While it may be common for beauty brands to test the waters in other, tangential categories, like cosmetics, skin care or perfumes — think of Nest Fragrances’ recent personal-care launch with Ulta Beauty or Huda Beauty’s expansion from eyelashes and makeup to scents – few go after entirely different, seemingly unrelated segments.
Still, Unilever is going there with the expansion of its 1-year-old sustainable line, Love Beauty and Planet, into home. Dubbed Love Home and Planet, the 38-product lineup of laundry, dish and surface products is part of the parent company’s strategy to create a master lifestyle brand capturing purposeful ingredients. On Jan. 7, the line launches exclusively in 500 select Target stores with an amplified beauty and wellness presence and at Target.com.
“There are a lot of consumers, particularly millennial consumers, who want purpose-led brands that make an impact, but that also offer efficacious products, and that opportunity is larger than single categories,” said Piyush Jain, Unilever gm and vp of marketing for U.S. hair care, who led both the Love Beauty and Planet and Love Home and Planet launches.

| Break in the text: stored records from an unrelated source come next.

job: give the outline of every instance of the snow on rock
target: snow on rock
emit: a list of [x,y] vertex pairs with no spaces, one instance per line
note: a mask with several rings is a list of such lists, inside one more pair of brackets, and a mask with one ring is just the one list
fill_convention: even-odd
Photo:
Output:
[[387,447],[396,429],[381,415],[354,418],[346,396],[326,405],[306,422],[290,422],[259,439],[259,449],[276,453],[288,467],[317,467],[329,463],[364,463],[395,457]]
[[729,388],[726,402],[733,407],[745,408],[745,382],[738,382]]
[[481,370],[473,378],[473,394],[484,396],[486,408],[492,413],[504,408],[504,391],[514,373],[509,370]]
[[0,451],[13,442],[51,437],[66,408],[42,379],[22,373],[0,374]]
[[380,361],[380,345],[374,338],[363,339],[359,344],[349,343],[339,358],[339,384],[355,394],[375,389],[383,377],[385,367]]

Sonika Malhotra, Love Home and Planet and Love Beauty and Planet global brand director, added, “Beauty has expanded to ‘in me,’ ‘on me’ and also ‘around me,’ and we have natural products to thank for that. First, natural was about what went inside of you, but now, it is about your skin care, hair care and body care, and we think the ‘around you’ piece is the next step.”
It is an interesting play for Unilever, but the millennial-focused Love Beauty and Planet brand, which was created by an in-house team of four, has been a boon for the mega-company. Since launching in December 2017, it has repeatedly been called out in Unilever’s earnings for its success, and it helped the company grow its beauty and personal-care category sales by 4 percent in the third quarter of 2018. Love Beauty and Planet did more than $50 million in sales in its first year, and Unilever has expanded it from a U.S.-only brand to 12 international markets. In the first quarter of 2019 alone, the collection will drop an additional 26 beauty products from 45, and move further into hair care and skin care with hair styling products, bath bombs and scrubs.
Other Unilever-owned beauty and grooming brands have also tested the lifestyle-brand waters. After being acquired by Unilever in July 2016, Dollar Shave Club expanded from razors to oral-care needs with its Superba line in 2017, and Schmidt’s Naturals stretched its limits from deodorant to toothpaste and soap. That Unilever had no home presence in the U.S., aside from its September 2016 acquisition of green household product line Seventh Generation, further amplified its need for a master line across beauty and home. (Globally, Unilever has a nearly $11.5 billion home business, according to the company. Its beauty business is worth $25 billion.)
While Seventh Generation is very much about what is not in its laundry detergent and hand washes, like scents and chemicals in favor of plant-derived preservatives, Malhotra said the Love Home and Planet lineup, which is cruelty-free and vegan, is very much about what is in them. For example, the scents featured mirror those found in its Love Beauty and Planet shampoos, conditioners and lotions, like Bulgarian rose, vetiver and Moroccan mimosa flower. “We wanted to forget all the cliché fragrances that home products typically have and offer a fine fragrance experience that you find in any beauty experience,” she said.
There are some differences. To make the line dermatologically tested but “hardworking,” Jain and Malhotra worked with two Unilever technical formula teams of scientists to marry green science with fragrance and sustainability parameters, like post-consumer recycled packaging and carbon emissions. And, of course, there is the retail strategy. While Love Beauty and Planet can be found in a wide selection of retailers, like Ulta Beauty, CVS and Target, for launch, Love Home and Planet will roll out only to Target’s designated “beauty and wellness” stores. While Malhotra would not share sales data per retailer for Love Beauty and Planet, she said, “Target has been its biggest and best partner.” In March, there will be a a wider push for the line to all 1,850 Target locations, as well as other select retailers such as Walmarts, Harris Teeter and Amazon.
“We have been a bit more particular with our partners here, because it is a revolutionary way of thinking about beauty,” said Malhotra. “If you think about the shelfies, that was once just for beauty products, but it’s changed. Now, it’s about capturing the products you use at a brunch party or in your home or in a laundromat. It’s a different and exciting way of thinking about lifestyle, and we are ready to change with our customers.”